Sorry, looks like I unintentionally lied earlier,

ls-files was always slow for me, but it wasn't quite so bad before sparse-index (used to take about 2s iirc), because the index was already expanded, so there was no need spend time expanding it in memory in every call.

I should have said:

the "Refresh" option in fork was always slow for me, but it wasn't quite so bad before sparse-index (used to take about 2s iirc)

I conflated things without checking, sorry for confusing the issue.

I did just check to make sure, and with sparse index turned on/off to compare (still using a sparse checkout, a full 200GB checkout would definitely not be fun!).

With a sparse index: Refresh takes about 7s, with at least 3.5s spent in ls-files, and at least 190ms in status With a full index: Refresh takes about 2s, with at least 170ms spent in ls-files, and at least 800ms in status

(time spent in ls-files/status is "at least" since im just judging from an instruments time profile, so it only counts cpu-time)

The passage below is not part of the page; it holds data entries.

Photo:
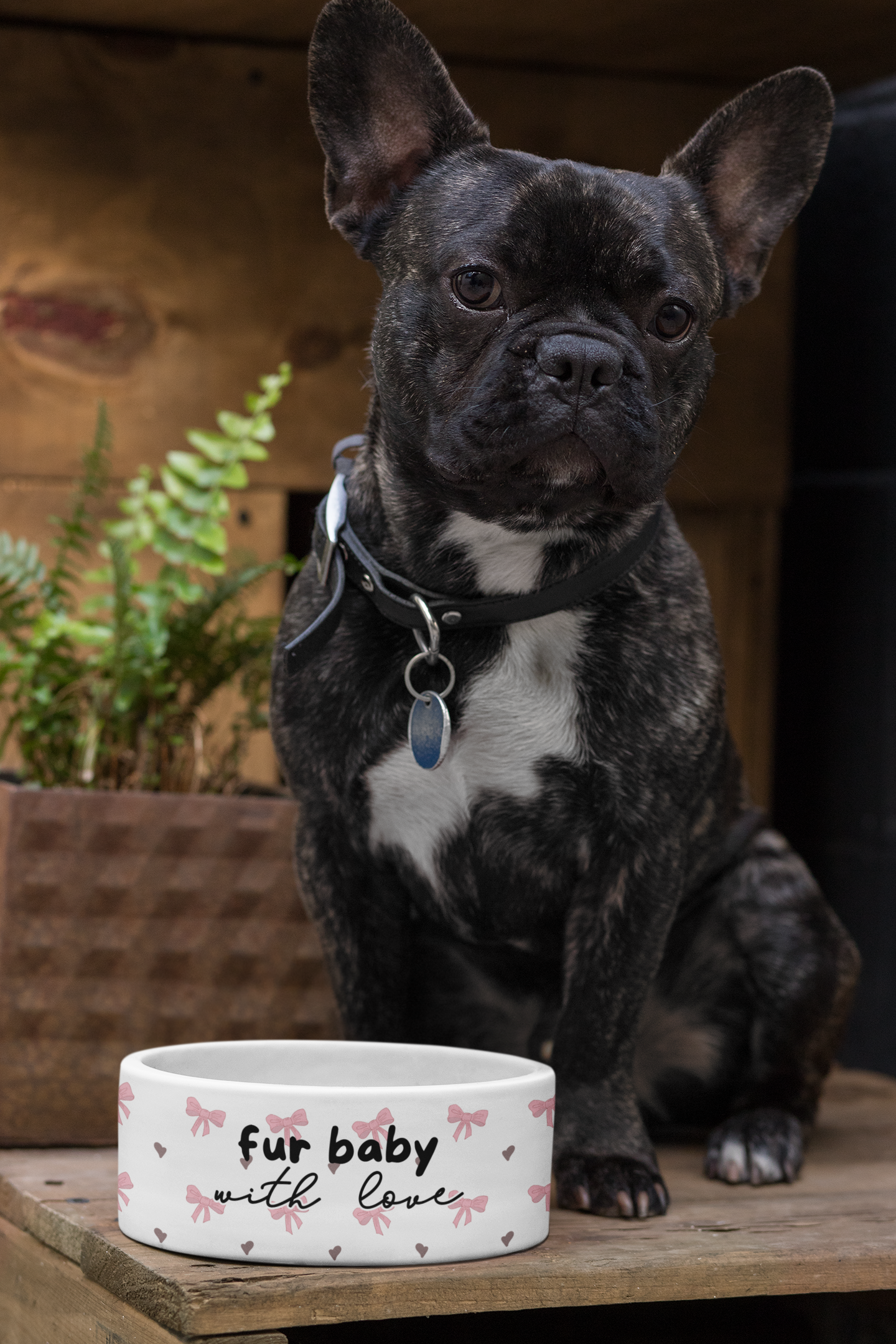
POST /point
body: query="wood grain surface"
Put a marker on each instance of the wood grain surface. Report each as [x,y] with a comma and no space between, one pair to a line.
[46,1300]
[834,1230]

So all in all, I'd expect using ls-files --sparse should boost my refresh times to sub-1s 🤞

For reference, I'm on an 80GB repo, 200GB (2 million files) full working copies, 3GB (75000 file) sparse working copies, with 160MB index files (5MB sparse index files).

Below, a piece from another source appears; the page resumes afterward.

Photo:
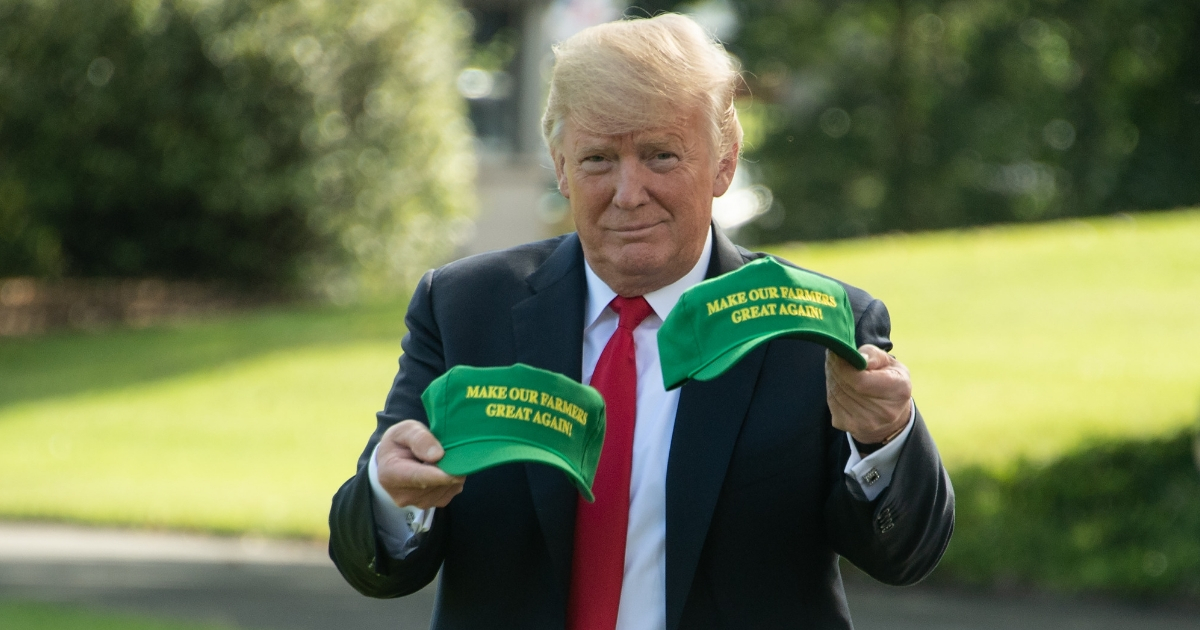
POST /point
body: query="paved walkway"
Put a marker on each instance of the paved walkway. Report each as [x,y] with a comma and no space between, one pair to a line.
[263,585]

DanPristupov commented 2 years ago

I'll make a build so you could try that.

DanPristupov commented 2 years ago

Here's the build: https://cdn.fork.dev/prerelease/Fork-2.15.11.dmg

I just added --sparse to ls-files and haven't tried it.

scratchee commented 2 years ago

That works, refresh takes ~1s and the ls-files call barely shows up at all in instruments during the refresh, and after I caused a conflict, fork seems to behave the same showing unmerged files.

So this works great as far as I can tell, thank you!

DanPristupov commented 2 years ago

You can keep using that build for now. Hopefully I will remote ls-files completely in the next update.

Could you tell later if using the sparse index improves the overall experience for you? If it really does, we can make the use in Fork more friendly.

In particular I'm interested in seeing real numbers for time git status --porcelain --untracked-files=all > /dev/null for both enabled and disabled sparse index.

scratchee commented 2 years ago

Thanks, will do.

Yes, I'm planning to stick with sparse index for a while and see how it goes.

sparse index:

$ time git status --porcelain --untracked-files=all > /dev/null
git status --porcelain --untracked-files=all > /dev/null  0.08s user 0.50s system 258% cpu 0.228 total
$ time git status --porcelain --untracked-files=all > /dev/null
git status --porcelain --untracked-files=all > /dev/null  0.62s user 0.37s system 121% cpu 0.818 total

To be honest I'd say it's still a little bleeding edge at the moment for too much focus, there's been big improvements, but I've found one or 2 now that still go through the ensure_full_index path unnnecesarily. Faster access to status/commit/add etc makes it a win for me, but it's not yet as clear cut as sparse checkouts and cone mode have been.

scratchee commented 2 years ago

Sorry for reviving an old issue, but I thought it worth mentioning that with the latest version of git the sparse index feature feels a lot more complete, so my warning from the last comment that it might be too bleeding edge is now defunct.

The latest big improvement was to stash performance which went from around 4s without sparse index and 8s with it to 0.5s with the latest git version of sparse index, which is a massive improvement.

So if you did want to experiment with more integration with sparse checkouts and sparse index, I'd say its about ready for that.